One of the biggest stumbling blocks to mass adoption of the electric vehicle is range anxiety. In essence this means people are put off buying an EV because they believe it will only go a short distance before needing a recharge.

Allied with this concern is a perceived lack of charging capacity; motorists don't want to find themselves low on charge and unable to find a charge point.

Image of a Tesla EV

Credit: Tierney - stock.adobe.com

For those who bought an electric vehicle 10 years ago, these worries were more than valid. But both range and charging infrastructure are being improved all the time. After over a century of the combustion engine, making the switch from fuel pumps to charge points is understandably time consuming and costly - but good progress is being made.

 

Tesla charging in Tesco car park Swansea

Credit: Jackie Davies - stock.adobe.com

EV battery improvements

EV battery range has almost doubled in some models over the last decade. For example, the 2011/12 model of the Nissan Leaf could manage just 73 miles before needing a recharge. Today, the latest model boasts a range of 226 miles.
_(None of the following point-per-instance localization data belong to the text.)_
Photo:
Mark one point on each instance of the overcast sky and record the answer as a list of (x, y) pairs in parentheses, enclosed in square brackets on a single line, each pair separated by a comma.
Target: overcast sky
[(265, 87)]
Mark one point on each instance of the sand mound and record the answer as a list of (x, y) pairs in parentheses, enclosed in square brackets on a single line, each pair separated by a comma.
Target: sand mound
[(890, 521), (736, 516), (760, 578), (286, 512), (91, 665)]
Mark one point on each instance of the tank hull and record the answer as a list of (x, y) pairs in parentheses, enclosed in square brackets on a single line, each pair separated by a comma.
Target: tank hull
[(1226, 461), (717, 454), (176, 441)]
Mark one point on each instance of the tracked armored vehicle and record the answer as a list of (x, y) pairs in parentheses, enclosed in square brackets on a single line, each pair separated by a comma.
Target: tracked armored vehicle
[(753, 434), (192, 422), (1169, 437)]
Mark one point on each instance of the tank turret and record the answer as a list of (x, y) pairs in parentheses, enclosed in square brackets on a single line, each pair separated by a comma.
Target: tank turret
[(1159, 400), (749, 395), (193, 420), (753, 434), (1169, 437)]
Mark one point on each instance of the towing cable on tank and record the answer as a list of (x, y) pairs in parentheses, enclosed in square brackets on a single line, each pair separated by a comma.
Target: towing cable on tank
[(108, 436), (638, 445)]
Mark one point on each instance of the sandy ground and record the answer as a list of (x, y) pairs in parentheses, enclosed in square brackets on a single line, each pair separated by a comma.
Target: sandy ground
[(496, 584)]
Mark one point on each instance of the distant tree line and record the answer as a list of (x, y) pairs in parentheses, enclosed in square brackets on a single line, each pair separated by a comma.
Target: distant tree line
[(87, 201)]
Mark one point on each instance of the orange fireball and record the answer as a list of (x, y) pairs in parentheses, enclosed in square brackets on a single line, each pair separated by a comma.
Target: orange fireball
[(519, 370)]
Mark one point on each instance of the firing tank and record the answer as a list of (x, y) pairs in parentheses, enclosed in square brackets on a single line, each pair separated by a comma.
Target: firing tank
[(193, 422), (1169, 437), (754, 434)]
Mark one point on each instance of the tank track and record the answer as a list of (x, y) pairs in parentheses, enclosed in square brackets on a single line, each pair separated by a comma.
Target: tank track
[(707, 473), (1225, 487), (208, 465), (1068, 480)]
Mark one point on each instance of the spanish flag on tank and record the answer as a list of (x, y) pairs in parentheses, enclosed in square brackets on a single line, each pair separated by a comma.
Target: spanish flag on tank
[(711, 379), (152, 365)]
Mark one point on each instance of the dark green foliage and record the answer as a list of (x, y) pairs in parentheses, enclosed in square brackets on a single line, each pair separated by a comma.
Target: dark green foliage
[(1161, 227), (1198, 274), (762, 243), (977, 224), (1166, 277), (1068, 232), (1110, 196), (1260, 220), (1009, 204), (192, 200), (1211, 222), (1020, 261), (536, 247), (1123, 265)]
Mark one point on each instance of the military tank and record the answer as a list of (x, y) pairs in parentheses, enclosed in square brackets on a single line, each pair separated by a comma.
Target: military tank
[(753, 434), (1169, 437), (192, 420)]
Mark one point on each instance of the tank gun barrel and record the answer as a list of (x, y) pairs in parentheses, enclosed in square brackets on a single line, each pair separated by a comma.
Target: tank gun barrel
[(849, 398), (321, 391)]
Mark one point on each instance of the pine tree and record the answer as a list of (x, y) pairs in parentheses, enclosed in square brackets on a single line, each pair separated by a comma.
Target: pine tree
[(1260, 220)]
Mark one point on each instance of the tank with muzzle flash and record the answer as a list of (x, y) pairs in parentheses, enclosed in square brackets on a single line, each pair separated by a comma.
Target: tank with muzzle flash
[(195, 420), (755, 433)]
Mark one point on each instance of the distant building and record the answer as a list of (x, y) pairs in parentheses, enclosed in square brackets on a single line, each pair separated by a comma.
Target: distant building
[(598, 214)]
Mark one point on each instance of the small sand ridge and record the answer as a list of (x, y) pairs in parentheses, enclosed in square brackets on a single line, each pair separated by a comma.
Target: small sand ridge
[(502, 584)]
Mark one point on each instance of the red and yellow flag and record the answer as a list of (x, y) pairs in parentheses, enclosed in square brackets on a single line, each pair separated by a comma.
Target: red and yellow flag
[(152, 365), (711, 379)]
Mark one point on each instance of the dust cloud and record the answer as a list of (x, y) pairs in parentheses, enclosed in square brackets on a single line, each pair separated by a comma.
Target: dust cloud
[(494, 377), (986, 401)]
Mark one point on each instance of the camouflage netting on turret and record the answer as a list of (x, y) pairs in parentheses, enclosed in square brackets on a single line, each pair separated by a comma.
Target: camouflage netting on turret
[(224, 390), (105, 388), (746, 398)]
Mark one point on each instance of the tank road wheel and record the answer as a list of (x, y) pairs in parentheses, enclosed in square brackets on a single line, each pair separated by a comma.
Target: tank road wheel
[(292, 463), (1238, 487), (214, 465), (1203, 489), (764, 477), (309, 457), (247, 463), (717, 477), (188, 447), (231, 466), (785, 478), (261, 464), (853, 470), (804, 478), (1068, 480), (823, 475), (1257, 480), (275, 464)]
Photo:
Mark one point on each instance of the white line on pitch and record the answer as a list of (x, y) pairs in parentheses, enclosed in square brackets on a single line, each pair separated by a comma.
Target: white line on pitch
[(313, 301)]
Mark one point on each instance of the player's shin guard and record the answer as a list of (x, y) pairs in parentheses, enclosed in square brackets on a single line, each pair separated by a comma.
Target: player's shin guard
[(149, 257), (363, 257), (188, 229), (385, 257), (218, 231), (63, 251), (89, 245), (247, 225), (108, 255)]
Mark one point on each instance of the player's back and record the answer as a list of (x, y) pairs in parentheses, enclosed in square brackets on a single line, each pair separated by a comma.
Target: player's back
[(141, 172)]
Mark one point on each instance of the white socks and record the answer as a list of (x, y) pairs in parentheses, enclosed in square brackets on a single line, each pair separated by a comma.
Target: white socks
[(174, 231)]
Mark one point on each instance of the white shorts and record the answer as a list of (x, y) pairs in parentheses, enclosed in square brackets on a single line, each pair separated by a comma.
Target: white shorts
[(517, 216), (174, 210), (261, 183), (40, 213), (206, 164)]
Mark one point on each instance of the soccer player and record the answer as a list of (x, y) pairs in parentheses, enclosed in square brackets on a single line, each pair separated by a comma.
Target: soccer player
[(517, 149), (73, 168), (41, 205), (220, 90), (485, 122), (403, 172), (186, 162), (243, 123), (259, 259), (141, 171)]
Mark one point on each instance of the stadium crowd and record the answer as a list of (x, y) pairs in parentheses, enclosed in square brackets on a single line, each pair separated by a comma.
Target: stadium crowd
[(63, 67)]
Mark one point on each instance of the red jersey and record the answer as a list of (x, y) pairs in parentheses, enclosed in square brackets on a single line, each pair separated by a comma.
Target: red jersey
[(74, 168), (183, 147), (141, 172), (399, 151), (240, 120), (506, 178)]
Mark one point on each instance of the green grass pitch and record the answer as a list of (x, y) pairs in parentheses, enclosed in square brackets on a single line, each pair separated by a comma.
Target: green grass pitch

Tesla has always been ahead of the EV (battery) pack in terms of range. Its "entry-level" Tesla Model S 60Kwh model had a range of 208 miles in 2012 - more than double that of the 2012 Nissan Leaf. Today, a top-of-the-line Tesla Model S Long Range can run for 390 miles without needing a top-up. But that record will be smashed by the Lucid Air, which will have a range of over 500 miles when, and if, it is launched later this year.

 

Charging EV motor batteries

Short range EVs

Of course, not all EVs have seen their range extended. The Smart EQ ForTwo Electric Drive has a range of just 58 miles. Given it was designed for short city commutes this range is acceptable - although it would be near-useless for longer trips.

 

How do long range EVs compare to fuel-based cars?

EVs have some way to go to beat the longest-range fuel-based cars. Of these, diesels and hybrids dominate. The longest range fuel-based car is the diesel 2018 Jaguar XF 20d, which boasts 731 miles of range - almost double that of the latest Tesla Model S.

But what about mass-produced cars? The most popular small car in the UK is the Ford Fiesta, which has a range of around 384 miles. By comparison, the latest Nissan Leaf has a range of 226 miles.

So as a rule of thumb we can say fuel-based cars still have around double the range of EVs, whether high-end or mass-production vehicles. However, for most driving days, the latest EVs offer a usable range.



Urban commuting vs long distance driving

For those with modest commutes, most EVs offer sufficient range. But for those who undertake longer journeys, needing to recharge regularly may be less convenient.



EV charging levels and range

Needing to re-charge your EV will arguably matter less if it can be done quickly. Right now, there are three main types of charging level: 1, 2 and 3. Level 1 120-volt chargers deliver just 2-5 miles of range per hour; while Level 2 240-volt chargers give up 20 miles of range per hour. But the future lies with Level 3 and beyond; these 480-volt DC chargers can deliver 60-80 miles of range in just 20 minutes. That means in the time it takes to grab a coffee at a service station, your EV should have enough juice to continue your journey.

In short, as charging systems get faster and more convenient, range constraints will become less problematic.

The same is true for those who can charge their EV at home in the evening; plugging in will become routine.

 

Charging an electric car

 

How to improve your EV's range?

With careful driving and good maintenance, you can ensure you get optimal range from your EV.

 

  • Drive under 60mph - the US Department of Energy states you'll use 14% less energy by reducing your speed by 10%.
  • Take an energy-saving route - opting for B-roads rather than motorways will help you keep your speed down and save electricity.
  • Drive smoothly - take it easy when accelerating, or your battery will drain faster.
  • Optimise regenerative braking - use your EV’s energy-recovering regenerative braking function at its maximum setting.
  • Ensure tyres are optimally inflated - improperly-pumped tyres lead to excessive energy consumption, and premature tyre wear.
  • Lay off the heating and AC - excessive use of these will drain your battery quicker.
  • Remove any unnecessary weight - as with fuel-cars, the lighter your EV, the lower the energy consumption.
  • Start your journeys with a full battery - time your re-charge so that your battery is fully topped-up by the time you're ready to go. If you unplug your car ahead of time, it will lose a few miles of range as it self-discharges.